Here’s how it all fits together.

With Kethis, the Hidden Hand on the battlefield, you need two copies of Emry, Lurker of the Loch and two copies of Mox Amber available to you. You can use Kethis, exiling other legendary cards, and cast Mox Amber, Emry (which mills four), another Mox Amber which makes you sacrifice the first one, and a second Emry (if it’s in your graveyard, mills another four).

This gets convoluted, but eventually you find even more redundant copies of Mox Amber to start to generate mana with each loop, and you then cast a Jace, Wielder of Mysteries to win the game as you’ve milled out. Unlike the Standard version of the deck, though, you don’t have a ton of free mana to work with, as you need to cast your Emry copies with each of your Mox Ambers, so until you’re casting more Moxes than Emrys with each loop, you’re not actually generating mana. Thus it’s important to rely on an actual win condition in the form of big Jace to close the game out once you’ve milled your whole deck.

Compare this to the Core Set 2020 Standard version, where it’s easy to loop through multiple copies of Oath of Kaya or Ashiok, Dream Render and smash the opponent that way. Teferi, Time Raveler keeps you safe from interference, though there are certainly valid replacements.

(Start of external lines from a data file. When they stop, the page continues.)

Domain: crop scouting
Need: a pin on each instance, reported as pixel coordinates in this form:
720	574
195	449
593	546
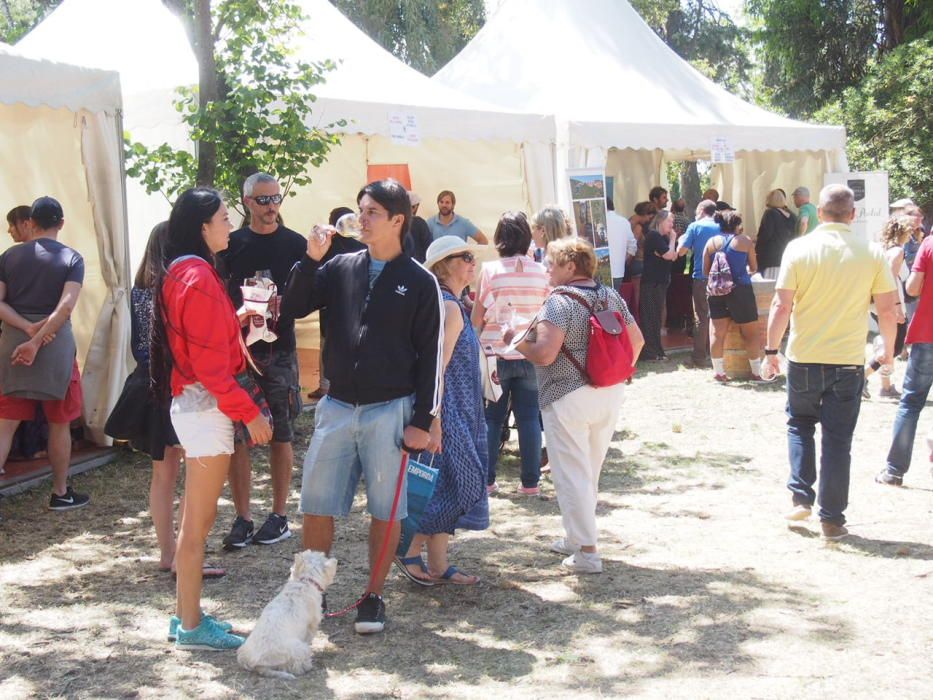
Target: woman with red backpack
731	299
579	407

To be absolutely clear, this will be the hardest Pioneer deck to piece together based on the options available, the many deckbuilding restrictions, and the balance of enablers, payoffs, recursion, protection, and redundancy. The mana is no easy feat either. Urborg, Tomb of Yawgmoth is an excellent addition to our manabase that grants us extra density of legendary fuel for Kethis, and Oath of Nissa is simply the green Ponder here, but the conflicting requirements make this a complex four-color manabase to properly navigate.

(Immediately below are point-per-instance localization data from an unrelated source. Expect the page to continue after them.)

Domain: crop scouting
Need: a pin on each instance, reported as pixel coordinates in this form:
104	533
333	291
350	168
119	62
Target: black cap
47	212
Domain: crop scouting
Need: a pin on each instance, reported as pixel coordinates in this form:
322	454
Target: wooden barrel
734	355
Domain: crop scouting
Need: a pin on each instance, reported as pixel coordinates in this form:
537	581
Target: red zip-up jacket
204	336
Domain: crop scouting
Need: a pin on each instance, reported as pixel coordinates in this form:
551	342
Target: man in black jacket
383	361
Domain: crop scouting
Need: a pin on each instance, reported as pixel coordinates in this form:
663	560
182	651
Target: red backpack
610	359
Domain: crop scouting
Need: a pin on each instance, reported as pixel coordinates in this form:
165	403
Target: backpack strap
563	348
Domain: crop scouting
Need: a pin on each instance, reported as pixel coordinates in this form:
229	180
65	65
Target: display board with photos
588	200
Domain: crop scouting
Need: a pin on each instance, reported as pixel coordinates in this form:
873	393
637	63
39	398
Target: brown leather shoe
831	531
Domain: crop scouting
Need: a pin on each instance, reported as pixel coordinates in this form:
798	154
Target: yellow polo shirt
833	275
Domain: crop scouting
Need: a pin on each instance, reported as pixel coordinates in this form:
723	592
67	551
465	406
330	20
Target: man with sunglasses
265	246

Thanks to Jacob Nagro for taking the first stab at a list, though options include adding the Diligent Excavator combo piece; Teshar, Ancestor’s Apostle; Tamiyo, Collector of Tales; Ashiok, Dream Render; and Kamahl’s Druidic Vow.

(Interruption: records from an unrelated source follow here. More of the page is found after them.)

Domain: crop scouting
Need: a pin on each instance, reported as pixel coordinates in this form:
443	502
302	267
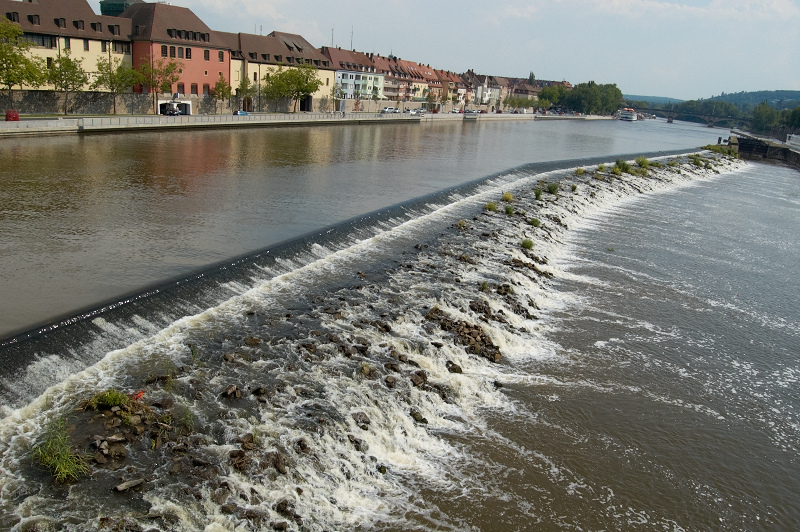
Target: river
644	363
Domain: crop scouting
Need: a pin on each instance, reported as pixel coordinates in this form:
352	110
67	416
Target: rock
419	377
125	486
452	367
358	443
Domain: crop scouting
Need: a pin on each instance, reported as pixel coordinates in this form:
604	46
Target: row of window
186	53
13	16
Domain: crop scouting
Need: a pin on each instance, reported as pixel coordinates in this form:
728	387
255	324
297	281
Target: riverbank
112	124
339	383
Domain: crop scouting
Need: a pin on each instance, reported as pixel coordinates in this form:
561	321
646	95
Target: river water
644	351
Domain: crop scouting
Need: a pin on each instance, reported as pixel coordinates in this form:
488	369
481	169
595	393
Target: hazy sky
684	49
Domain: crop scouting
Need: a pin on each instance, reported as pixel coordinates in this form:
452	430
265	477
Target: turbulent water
596	358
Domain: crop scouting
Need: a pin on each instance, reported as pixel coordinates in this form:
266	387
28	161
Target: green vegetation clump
108	399
56	454
622	166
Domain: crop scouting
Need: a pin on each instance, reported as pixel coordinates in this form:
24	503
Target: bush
56	454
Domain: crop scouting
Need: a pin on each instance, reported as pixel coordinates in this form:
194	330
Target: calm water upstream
417	368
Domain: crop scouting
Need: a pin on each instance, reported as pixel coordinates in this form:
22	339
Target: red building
172	33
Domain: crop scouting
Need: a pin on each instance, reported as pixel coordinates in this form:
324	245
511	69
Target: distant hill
651	99
748	100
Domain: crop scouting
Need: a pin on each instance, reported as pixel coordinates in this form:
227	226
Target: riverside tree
159	75
67	75
222	89
16	68
114	76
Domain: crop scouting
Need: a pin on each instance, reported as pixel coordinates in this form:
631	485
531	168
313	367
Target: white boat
627	114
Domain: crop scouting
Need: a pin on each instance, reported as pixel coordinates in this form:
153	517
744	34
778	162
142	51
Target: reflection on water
85	219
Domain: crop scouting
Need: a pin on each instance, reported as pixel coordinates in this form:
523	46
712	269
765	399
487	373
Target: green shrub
56	454
622	166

Big questions to answer include whether Jace, Vryn’s Prodigy is really worth it in a list with so few spells (just Revival in this one), and whether there is enough consistency in the pure Emry combo to get rid of the Diligent Excavator half.

But we do get to lock down the opponent with Teferi, Emry, and Hope of Ghirapur, which is a beautiful side combo for opponents to worry about. Teferi stops instant-speed tricks and Emry recurs Hope every turn to stop all noncreature spells. Impressive!

Should we choose to add more planeswalkers, it also means that Heart of Kiran gets better, especially with Emry to recur it if it gets killed.

And of course, Oko is always on the periphery, causing trouble. Is it possible to blend him into the list? That’s a question one should always be asking, now that this pesky planeswalker is dominating so many formats so well.

There are literally dozens of different shells for Emry, Lurker of the Loch in Pioneer. We haven’t even touched on Paradox Engine or Jeskai Ascendancy, and each of those has several subdivisions based on particular card choices.

It’s going to be a wild winter in the world of Pioneer. Get ready to break it three times over by the time next year’s Players Tour rolls around.